Re: IETF, ICANN and Whois (Was Re: Last Call: (The Internet Numbers Registry System) to Informational RFC)

2013-06-19 Thread SM

Hi Patrik,
At 23:25 18-06-2013, Patrik Fältström wrote:
I think this is the correct strategy, BUT, I see 
as a very active participant in ICANN (chair of 
SSAC) that work in ICANN could be easier if some 
"more" technical standards where developed in 
IETF, and moved forward along standards track, 
that ICANN can reference. Same with some 
epp-related issues, and also DNS-related, which 
I must admit I think has stalled in the IETF. 
When that happens, ICANN start to "invent" or at 
least discuss IETF related issues -- which I 
think is non optimal. But on the other hand, if 
IETF do not move forward, then what should ICANN do?


I'll highlight part of a comment from Steve Crocker:

   (I sometimes have to explain to my colleagues at ICANN who have not had the
   benefit of the IETF experience that "let's 
send it over to the IETF" doesn't
   work.  The IETF isn't a standing army ready 
to do ours or anyone else's work.
   Rather, I say, it's a place where the 
relevant people can get together to get

   their work done.

It is easy to see why there isn't significant 
progress about DNS-related issues in the 
IETF.  If nobody volunteers to do the work the 
work does not get done.  Whether the problems are 
acute enough to require surgery is not for me to decide.

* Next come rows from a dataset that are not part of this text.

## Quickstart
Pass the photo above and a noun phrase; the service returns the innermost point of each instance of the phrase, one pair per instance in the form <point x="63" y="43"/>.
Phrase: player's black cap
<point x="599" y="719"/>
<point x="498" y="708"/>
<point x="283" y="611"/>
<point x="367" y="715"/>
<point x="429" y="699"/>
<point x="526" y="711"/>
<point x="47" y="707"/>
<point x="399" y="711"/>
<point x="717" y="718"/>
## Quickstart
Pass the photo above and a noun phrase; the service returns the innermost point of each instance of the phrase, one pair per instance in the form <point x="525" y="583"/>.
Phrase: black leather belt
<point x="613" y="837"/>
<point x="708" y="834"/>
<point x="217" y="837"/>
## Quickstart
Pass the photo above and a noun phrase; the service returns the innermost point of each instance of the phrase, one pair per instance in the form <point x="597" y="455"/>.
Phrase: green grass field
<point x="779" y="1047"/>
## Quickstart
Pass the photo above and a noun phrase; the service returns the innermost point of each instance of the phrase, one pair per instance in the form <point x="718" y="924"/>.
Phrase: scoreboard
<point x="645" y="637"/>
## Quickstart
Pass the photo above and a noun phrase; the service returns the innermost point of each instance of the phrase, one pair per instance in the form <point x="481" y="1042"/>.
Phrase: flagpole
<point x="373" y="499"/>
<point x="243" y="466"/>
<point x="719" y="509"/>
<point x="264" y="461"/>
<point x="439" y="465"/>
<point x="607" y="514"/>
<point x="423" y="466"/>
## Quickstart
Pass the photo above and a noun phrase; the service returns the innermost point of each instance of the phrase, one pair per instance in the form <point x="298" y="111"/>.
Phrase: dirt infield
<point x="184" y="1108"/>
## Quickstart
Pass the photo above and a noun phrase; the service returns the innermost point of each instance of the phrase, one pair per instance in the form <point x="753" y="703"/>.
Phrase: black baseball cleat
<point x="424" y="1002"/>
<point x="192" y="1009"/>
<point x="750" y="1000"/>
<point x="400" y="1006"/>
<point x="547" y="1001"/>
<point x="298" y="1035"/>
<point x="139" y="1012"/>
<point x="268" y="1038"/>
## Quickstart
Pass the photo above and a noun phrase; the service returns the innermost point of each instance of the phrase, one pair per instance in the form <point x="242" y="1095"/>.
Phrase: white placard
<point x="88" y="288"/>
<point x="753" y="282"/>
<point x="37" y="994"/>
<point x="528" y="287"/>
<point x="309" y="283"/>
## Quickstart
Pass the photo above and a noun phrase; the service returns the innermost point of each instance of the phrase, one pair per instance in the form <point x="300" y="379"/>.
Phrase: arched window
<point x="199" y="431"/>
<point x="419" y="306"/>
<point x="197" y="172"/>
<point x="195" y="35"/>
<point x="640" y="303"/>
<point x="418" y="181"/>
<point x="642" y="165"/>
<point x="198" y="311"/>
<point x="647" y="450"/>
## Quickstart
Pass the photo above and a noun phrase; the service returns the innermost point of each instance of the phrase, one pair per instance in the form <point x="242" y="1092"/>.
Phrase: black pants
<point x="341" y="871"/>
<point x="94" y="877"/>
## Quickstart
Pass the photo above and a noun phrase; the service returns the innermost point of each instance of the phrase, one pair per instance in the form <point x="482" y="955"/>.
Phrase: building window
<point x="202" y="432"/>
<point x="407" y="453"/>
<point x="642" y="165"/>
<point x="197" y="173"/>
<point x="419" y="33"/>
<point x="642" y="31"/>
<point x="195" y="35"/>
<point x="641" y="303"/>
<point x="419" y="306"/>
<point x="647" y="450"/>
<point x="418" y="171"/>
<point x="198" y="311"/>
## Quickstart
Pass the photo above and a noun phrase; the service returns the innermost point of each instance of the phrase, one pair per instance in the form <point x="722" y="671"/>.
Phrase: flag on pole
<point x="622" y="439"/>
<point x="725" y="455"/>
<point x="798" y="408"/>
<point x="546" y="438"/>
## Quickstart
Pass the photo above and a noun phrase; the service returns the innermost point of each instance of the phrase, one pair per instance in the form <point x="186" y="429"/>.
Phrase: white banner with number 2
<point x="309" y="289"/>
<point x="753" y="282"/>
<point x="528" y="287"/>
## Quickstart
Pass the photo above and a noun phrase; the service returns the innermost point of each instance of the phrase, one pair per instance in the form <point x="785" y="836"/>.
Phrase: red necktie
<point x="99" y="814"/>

The ITU does work as the IETF does not show 
interest in doing that work when it had the 
opportunity to do so.  I would not worry too much 
about ICANN inventing as, to quote John Klensin:


  I don't know whether that is because they don't have time to write shorter
  reports or because they don't think the subject matter can be covered in
  more concise reports, but the pattern is clear,   When those committees
  cannot agree or discover the issues are, in fact, contentious, they
  typically recommend the creation of more committees.

Sometimes people either do not see the problems 
or pretend not to see them (I am not inferring 
that you do that).  In the latter case I would be 
asked to explain why I think the problem is a 
problem when I mention it.  I am somewhat 
suspicious when people who have much more experience than me do that. :-)


I don't know whether you have been following the 
URNbis discussions.  That WG had leisurely 
discussions about the drafts since over three 
years.  It has not been able to publish a single 
RFC.  DNSEXT has been in shutdown mode since over 
a year.  The call for adoption of a draft in 
DNSOP failed as there wasn't significant interest 
within the working group to do that work.


I'll ask a question to the other persons 
subscribed to this mailing list.  Are there other 
active participants in ICANN interested in doing work in the IETF?